薑朝雨看著他痛不欲生地在地上翻滾的時候,冷聲道:“我說過,你留不下的。”
薑朝雨不留下任何廢話,直接一劍刺穿他的脖子。逃犯沒想到自己殺過那麼多人,過手過許多高手,沒想到卻死在了這個小丫頭上,人果然不能以貌取人。
薑朝雨拿出煙彈,向著空中發信號。那邊許凝輝還擔心著,看著煙彈就笑了,看樣子是得手了。
看著這逃犯死不瞑目的樣子,薑朝雨微微抬起嘴角,勾起一抹冷笑,諷刺道:“做了這麼多壞事,居然還死不瞑目。”
薑朝雨看著他這樣子,就想起了許凝輝給她說過這逃犯手上多半沾的都是婦女之血,氣得她給逃犯再補上幾劍,“畜生,下地獄去吧。”
此刻,船上僅僅隻有薑朝雨一人,突然她發覺自己的靴子似乎進水了,不過船上哪裡來的水,四處瞧看才發現,之前打鬥的時候,床尾漏水了,水不斷地從船尾處溜進來。
隨著波浪,水不斷地拍打在船尾,船身進了許多水,正一點一點地往下移,薑朝雨心想不妙,若是任由著發展的話,怕是片刻就覆沒了。
內心有一個大膽的想法,之前她的空間異穿術不能帶著活人一起穿,可此刻逃犯已經死了,不知道可不可以。
薑朝雨望向逃犯,心中肯定道:“如今也隻有這個方法了!”
抓著逃犯,閉上眼睛想著岸上的位置,“空間位移,進!”
正當許凝輝還在翹首等待薑朝雨劃船回來的時候,卻發現薑朝雨不知道何時出現在他身旁,以及旁邊還有死透的逃犯。
每次瞬移都會耗費大量精力,此刻的薑朝雨十分憔悴。
許凝輝轉身看見薑朝雨嘴角還有已乾的血漬,頭發些許淩亂,兩手撐在地上,喘著氣。

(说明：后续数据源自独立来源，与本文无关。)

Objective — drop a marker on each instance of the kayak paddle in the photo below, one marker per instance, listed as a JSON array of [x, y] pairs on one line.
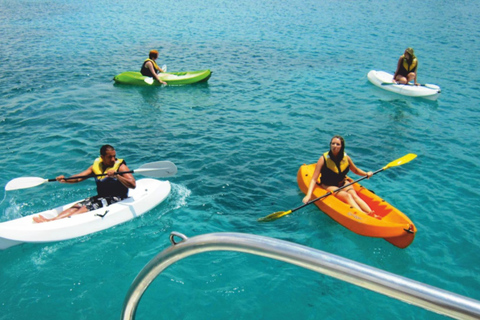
[[157, 169], [405, 159]]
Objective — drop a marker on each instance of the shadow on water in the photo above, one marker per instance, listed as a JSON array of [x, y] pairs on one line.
[[156, 95]]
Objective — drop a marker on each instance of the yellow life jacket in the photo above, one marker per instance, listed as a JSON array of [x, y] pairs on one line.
[[333, 175], [410, 67], [98, 167]]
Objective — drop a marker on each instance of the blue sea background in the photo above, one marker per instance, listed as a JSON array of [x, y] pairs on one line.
[[287, 76]]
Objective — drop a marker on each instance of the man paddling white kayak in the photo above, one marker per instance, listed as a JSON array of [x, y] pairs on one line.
[[112, 186]]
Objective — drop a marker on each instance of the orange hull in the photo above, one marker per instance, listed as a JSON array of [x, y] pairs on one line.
[[392, 225]]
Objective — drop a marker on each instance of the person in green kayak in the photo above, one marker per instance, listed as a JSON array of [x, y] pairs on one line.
[[333, 167], [111, 187], [150, 67], [406, 68]]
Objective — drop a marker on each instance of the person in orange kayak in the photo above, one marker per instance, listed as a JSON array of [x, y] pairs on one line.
[[333, 167], [406, 68], [150, 67], [111, 187]]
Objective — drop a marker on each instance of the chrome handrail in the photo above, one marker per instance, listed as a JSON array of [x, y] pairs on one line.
[[398, 287]]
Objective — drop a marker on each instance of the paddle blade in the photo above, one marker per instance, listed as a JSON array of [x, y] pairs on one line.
[[405, 159], [159, 169], [274, 216], [24, 183]]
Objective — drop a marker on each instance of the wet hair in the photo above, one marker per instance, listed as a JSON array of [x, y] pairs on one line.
[[153, 54], [341, 154], [105, 148]]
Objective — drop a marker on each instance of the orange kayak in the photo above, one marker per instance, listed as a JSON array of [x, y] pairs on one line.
[[389, 223]]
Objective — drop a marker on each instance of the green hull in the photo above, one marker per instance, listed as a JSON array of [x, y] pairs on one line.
[[171, 78]]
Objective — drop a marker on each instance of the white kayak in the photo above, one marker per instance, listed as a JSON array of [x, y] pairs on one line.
[[383, 80], [147, 195]]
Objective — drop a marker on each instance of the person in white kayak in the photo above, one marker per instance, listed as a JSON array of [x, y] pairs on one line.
[[150, 67], [111, 187], [406, 68]]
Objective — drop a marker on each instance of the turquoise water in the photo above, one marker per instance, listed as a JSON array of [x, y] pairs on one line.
[[286, 77]]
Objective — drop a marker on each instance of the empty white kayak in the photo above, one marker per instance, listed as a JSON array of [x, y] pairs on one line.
[[147, 195], [383, 80]]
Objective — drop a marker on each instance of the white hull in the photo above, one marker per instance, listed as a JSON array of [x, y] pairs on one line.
[[383, 80], [147, 195]]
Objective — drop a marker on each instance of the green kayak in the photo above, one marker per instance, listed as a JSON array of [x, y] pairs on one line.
[[171, 78]]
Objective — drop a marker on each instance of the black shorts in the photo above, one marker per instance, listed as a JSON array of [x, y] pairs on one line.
[[96, 202]]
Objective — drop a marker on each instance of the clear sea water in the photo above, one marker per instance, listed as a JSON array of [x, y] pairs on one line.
[[287, 76]]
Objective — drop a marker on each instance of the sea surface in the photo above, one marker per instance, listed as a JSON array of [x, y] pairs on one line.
[[287, 76]]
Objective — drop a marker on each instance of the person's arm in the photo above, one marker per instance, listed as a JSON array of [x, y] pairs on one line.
[[313, 182], [154, 72], [87, 172], [126, 179], [358, 171]]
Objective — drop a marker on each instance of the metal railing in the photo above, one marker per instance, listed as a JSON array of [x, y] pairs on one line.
[[401, 288]]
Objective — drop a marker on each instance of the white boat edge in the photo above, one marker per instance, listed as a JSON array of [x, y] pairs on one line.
[[429, 91], [148, 194]]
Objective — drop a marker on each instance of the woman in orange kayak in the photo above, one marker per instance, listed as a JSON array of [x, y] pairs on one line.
[[333, 167]]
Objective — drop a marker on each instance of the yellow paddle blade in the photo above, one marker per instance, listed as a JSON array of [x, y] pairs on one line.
[[274, 216], [406, 158]]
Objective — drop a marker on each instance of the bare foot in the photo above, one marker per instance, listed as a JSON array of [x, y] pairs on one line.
[[376, 216]]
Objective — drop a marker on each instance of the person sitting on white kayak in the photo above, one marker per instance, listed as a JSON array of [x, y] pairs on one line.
[[334, 166], [406, 68], [111, 187], [150, 67]]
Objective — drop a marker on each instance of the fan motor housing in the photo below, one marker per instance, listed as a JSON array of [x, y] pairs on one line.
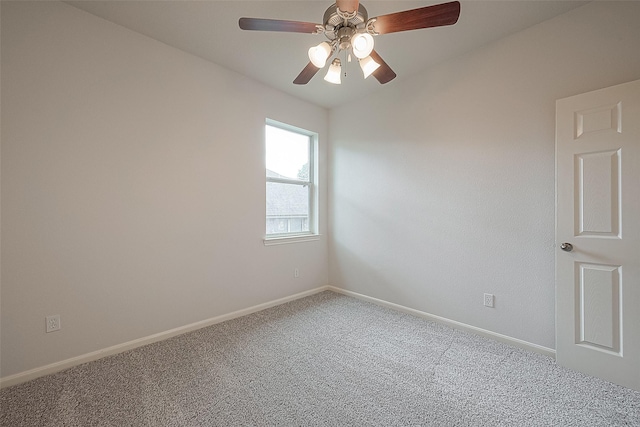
[[333, 22]]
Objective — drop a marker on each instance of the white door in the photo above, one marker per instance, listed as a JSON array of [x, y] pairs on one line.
[[598, 213]]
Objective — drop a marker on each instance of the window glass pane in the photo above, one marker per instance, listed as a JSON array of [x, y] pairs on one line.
[[287, 208], [287, 154]]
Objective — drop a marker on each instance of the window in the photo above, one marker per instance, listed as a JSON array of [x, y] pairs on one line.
[[290, 171]]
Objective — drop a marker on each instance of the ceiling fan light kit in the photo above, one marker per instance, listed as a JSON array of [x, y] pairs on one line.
[[368, 66], [347, 26], [318, 55]]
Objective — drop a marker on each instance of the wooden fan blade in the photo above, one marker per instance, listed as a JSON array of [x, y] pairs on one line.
[[414, 19], [384, 73], [306, 74], [260, 24], [348, 6]]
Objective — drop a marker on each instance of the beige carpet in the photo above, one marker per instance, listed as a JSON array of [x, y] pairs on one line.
[[325, 360]]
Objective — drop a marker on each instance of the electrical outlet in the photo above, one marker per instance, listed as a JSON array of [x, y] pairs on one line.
[[53, 323], [488, 300]]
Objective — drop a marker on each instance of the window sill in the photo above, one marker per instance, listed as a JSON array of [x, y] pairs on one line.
[[285, 240]]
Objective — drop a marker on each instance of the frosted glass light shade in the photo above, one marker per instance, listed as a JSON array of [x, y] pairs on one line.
[[368, 66], [333, 74], [362, 44], [318, 54]]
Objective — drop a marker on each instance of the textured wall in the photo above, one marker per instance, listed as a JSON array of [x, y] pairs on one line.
[[448, 191], [132, 187]]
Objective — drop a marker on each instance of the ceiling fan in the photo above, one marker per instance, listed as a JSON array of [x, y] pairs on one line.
[[348, 28]]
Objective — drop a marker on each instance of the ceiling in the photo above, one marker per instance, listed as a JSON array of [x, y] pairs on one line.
[[209, 29]]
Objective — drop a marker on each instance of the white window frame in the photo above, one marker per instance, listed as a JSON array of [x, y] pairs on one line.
[[312, 234]]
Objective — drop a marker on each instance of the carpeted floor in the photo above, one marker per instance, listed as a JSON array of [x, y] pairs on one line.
[[325, 360]]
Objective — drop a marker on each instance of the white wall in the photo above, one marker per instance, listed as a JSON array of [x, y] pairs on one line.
[[446, 189], [133, 192]]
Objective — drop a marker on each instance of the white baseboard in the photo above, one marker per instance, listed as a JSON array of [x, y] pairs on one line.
[[119, 348], [456, 325]]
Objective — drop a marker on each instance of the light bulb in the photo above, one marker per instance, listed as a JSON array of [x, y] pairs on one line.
[[333, 74], [368, 66], [362, 44], [318, 54]]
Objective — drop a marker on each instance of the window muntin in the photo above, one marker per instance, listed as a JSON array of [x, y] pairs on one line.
[[289, 159]]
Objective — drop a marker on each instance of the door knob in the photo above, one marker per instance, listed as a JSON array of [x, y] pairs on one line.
[[567, 247]]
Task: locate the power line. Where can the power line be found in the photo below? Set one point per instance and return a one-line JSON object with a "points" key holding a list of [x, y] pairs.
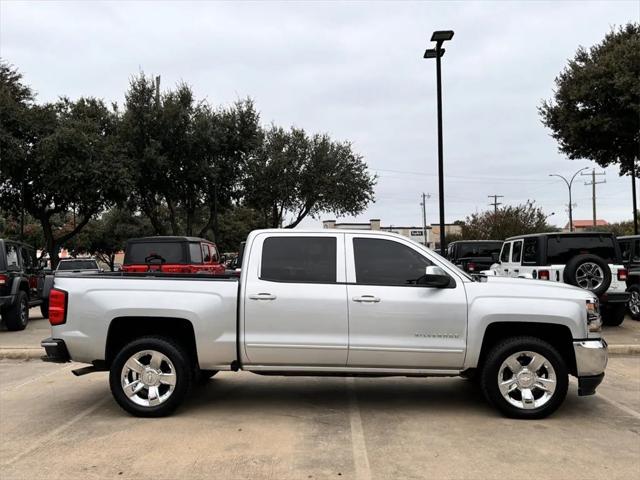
{"points": [[495, 202]]}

他著急上前去,趁著薑朝雨快倒地的時候,將薑朝雨抱入自己懷中,“師姐!”
“逃犯我抓到了,不過我現在好累,讓我睡會。”說完這句話,薑朝雨覺得自己真的太累了,想休息一下,直接閉上了眼睛。
許凝輝見薑朝雨閉上眼睛,有些著急,搖晃著薑朝雨,“師姐!你醒醒!你醒醒!”
本就對之前的魚腥味有些反胃,此刻還被許凝輝搖晃,氣得薑朝雨直接一巴掌打在了許凝輝的手臂上,“都跟你說了,我要睡了,搖什麼!”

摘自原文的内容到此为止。